Despite the persistence of methodological inconsistency and uncertainty, ESG ratings are useful for assessing Environmental (E), Social (S), and Governance (G) risk, individually and as a system (ESG). The ESG rating class is the only investment selection parameter that measures asset class sustainability. This paper tests whether a selected set of balance sheet variables and a dynamic measure of systemic risk, observed at time t, have information content useful to identify a firm’s ESG rating class of at time t+1. Using EuroStoxx 600 firms for the period 2016–2021, we apply a Machine Learning (ML) model. Specifically, a Random Forest (RF) classification model estimates the ESG rating at time t+1 with unprecedented accuracy in the international literature.
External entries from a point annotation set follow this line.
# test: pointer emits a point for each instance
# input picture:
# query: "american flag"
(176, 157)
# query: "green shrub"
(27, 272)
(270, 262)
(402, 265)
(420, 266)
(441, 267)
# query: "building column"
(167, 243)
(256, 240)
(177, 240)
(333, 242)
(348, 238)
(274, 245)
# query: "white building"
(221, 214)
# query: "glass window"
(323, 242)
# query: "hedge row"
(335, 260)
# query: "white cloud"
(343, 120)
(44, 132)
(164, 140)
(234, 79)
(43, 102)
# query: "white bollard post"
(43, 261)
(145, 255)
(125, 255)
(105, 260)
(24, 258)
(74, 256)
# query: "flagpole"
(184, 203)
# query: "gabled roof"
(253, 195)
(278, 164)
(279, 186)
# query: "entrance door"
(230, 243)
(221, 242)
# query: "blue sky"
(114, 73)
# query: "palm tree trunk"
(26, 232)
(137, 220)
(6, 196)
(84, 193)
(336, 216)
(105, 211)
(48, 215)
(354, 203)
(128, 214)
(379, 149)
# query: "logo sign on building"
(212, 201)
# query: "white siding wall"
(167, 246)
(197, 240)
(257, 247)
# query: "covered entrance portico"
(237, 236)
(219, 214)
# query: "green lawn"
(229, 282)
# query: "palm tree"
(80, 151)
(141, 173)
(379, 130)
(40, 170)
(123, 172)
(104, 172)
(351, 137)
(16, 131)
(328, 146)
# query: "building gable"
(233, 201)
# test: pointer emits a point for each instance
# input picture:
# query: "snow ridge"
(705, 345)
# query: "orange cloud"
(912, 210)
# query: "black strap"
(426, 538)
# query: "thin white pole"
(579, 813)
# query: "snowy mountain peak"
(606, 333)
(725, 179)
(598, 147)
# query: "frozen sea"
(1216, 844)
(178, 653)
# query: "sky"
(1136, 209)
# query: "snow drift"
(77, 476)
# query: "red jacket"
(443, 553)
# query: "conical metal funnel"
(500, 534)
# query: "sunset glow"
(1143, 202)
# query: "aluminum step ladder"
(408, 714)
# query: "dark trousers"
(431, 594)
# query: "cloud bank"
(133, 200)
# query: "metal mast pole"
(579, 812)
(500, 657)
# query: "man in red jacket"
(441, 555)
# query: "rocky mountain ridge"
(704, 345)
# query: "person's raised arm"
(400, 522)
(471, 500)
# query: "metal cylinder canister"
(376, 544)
This agile and parsimonious model offers important information to the sustainable investor for making strategic investment decisions and paves the way for ESG rating estimation for unlisted companies and SMEs.

Suggested Citation

  • Cini, Federico & Ferrari, Annalisa, 2025. "Towards the estimation of ESG ratings: A machine learning approach using balance sheet ratios," Research in International Business and Finance, Elsevier, vol. 73(PB).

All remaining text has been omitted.